This summary of a Cochrane review presents what we know from research about the effect of Leflunomide on rheumatoid arthritis. The review shows that in people with rheumatoid arthritis:
- Leflunomide probably improves pain.
-Leflunomide improves number of tender or swollen joints and other outcomes such as pain and disability.
- Leflunomide causes side effects such as diarrhea, upset stomach, elevated liver function tests, and allergic reactions. We often do not have precise information about side effects and complications. This is particularly true for rare but serious side effects.
What is rheumatoid arthritis and what is Leflunomide?
When you have rheumatoid arthritis, your immune system, which normally fights infection, becomes over-active and attacks the lining of your joints. This makes your joints swollen, stiff and painful. The small joints of your hands and feet are usually affected first. There is no cure for rheumatoid arthritis at present, so the treatments aim to relieve pain and stiffness and improve your ability to move.
Leflunomide is a disease-modifying antirheumatic drug (DMARD). It works by stabilizing the over-active cells in the immune system that cause inflammation in the joints. Reducing the inflammation can prevent damage to the joints. Leflunomide is taken in pill form. It costs more than other DMARDs, so doctors usually prescribe it if other DMARDs haven’t worked well.
Best estimate of what happens to people with rheumatoid arthritis who take Leflunomide after 6 months:
Pain (higher scores mean worse or more severe pain)

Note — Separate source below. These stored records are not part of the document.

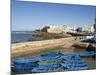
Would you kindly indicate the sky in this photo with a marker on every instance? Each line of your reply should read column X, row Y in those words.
column 28, row 16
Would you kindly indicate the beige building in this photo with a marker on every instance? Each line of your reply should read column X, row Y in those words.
column 55, row 29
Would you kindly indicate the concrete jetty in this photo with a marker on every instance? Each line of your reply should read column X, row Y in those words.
column 35, row 47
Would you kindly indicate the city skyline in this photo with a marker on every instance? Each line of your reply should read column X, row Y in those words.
column 34, row 15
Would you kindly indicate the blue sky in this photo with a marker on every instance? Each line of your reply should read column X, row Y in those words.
column 34, row 15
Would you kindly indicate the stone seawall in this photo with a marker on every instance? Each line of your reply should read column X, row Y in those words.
column 36, row 47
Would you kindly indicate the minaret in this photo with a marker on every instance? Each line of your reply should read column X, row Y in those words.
column 95, row 25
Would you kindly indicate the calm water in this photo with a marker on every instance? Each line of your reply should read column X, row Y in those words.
column 20, row 37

- People who took Leflunomide rated their pain to be10 points lower on a scale of 0 to 100 with Leflunomide (10% absolute improvement). This may be due to chance.
- People who took Leflunomide rated their pain to be about 14 points lower on a scale of 0 to 100.
- People who took a placebo rated their pain to be about 4 points lower on a scale of 0 to 100.
ACR 50 (number of tender or swollen joints and other outcomes such as pain and disability).
- 19 people out of 100 who took a placebo experienced improvement. (19% absolute improvement)
- 33 more people out of 100 experienced improvement in the symptoms of their rheumatoid arthritis with Leflunomide
- 14 people out of 100 experienced improvement in the symptoms of their rheumatoid arthritis with a placebo.
- 10 more people who took Leflunomide dropped out from the trial because of side effects. (10% absolute difference)
- 16 people out of 100 who took Leflunomide dropped out from the trial because of side effects
- 6 people out of 100 who used a placebo dropped out from the trial because of side effects.
Leflunomide appears to improve all clinical outcomes and delay radiologic progression at both six and 12 months of treatment compared to placebo. Its efficacy and adverse events are comparable to MTX, SSZ, and cyclosporin A up to two years of treatment. Combined leflunomide and MTX was more efficacious than MTX alone up to three years of treatment and the adverse events did not increase. Different dosages of leflunomide were similar regarding their effectiveness and toxicity.
Rheumatoid arthritis (RA) is a chronic inflammatory joint disease. Leflunomide is one of the more recent oral agents, classified as a disease-modifying antirheumatic drug (DMARD). It has a different mechanism of action than other existing DMARDs.
To determine the efficacy and toxicity of leflunomide (monotherapy or combined with another DMARD) compared to placebo or other DMARDs in the treatment of RA.
We searched the Cochrane Central Register of Controlled Trials (CENTRAL) (The Cochrane Library), MEDLINE, EMBASE, and Current Contents for trials (to June 2008). We also handsearched reference lists and consulted content experts.
Two independent authors selected the trials that met predetermined inclusion criteria.
Two authors independently extracted data and assessed methodologic quality using standardized forms.
Thirty-three trials were included, compared with six trials in the first review. The trials compared the efficacy and safety of leflunomide monotherapy with placebo or another DMARD; leflunomide combined with another DMARD (biologic or non-biologic) with DMARD monotherapy; and for different dosages of leflunomide. The ACR20 improvement criteria, demonstrated a 28% absolute difference in improvement in favour of leflunomide compared to placebo. There was no difference in ACR20 response rate between patients treated with leflunomide and sulfasalazine (SSZ) or methotrexate (MTX), at six and 12 months. Other clinical and radiological outcomes were improved significantly in the leflunomide group compared to placebo but were not different from SSZ or MTX. The efficacy of leflunomide combined with MTX was superior to MTX alone. On the other hand, leflunomide plus SSZ was not better than SSZ alone. Half-dose or weekly administration of leflunomide was shown to be as efficacious as regular doses (20 mg/day).
Withdrawals due to adverse events were 10% greater with leflunomide than placebo. Important adverse events included gastrointestinal symptoms, elevated liver function tests, alopecia, allergic reactions and rashes, and infections. Overall, adverse events and withdrawals with leflunomide monotherapy were not significantly different from SSZ or MTX. However, adverse events were reported more frequently in leflunomide plus MTX than with MTX but withdrawal rates were not significantly different.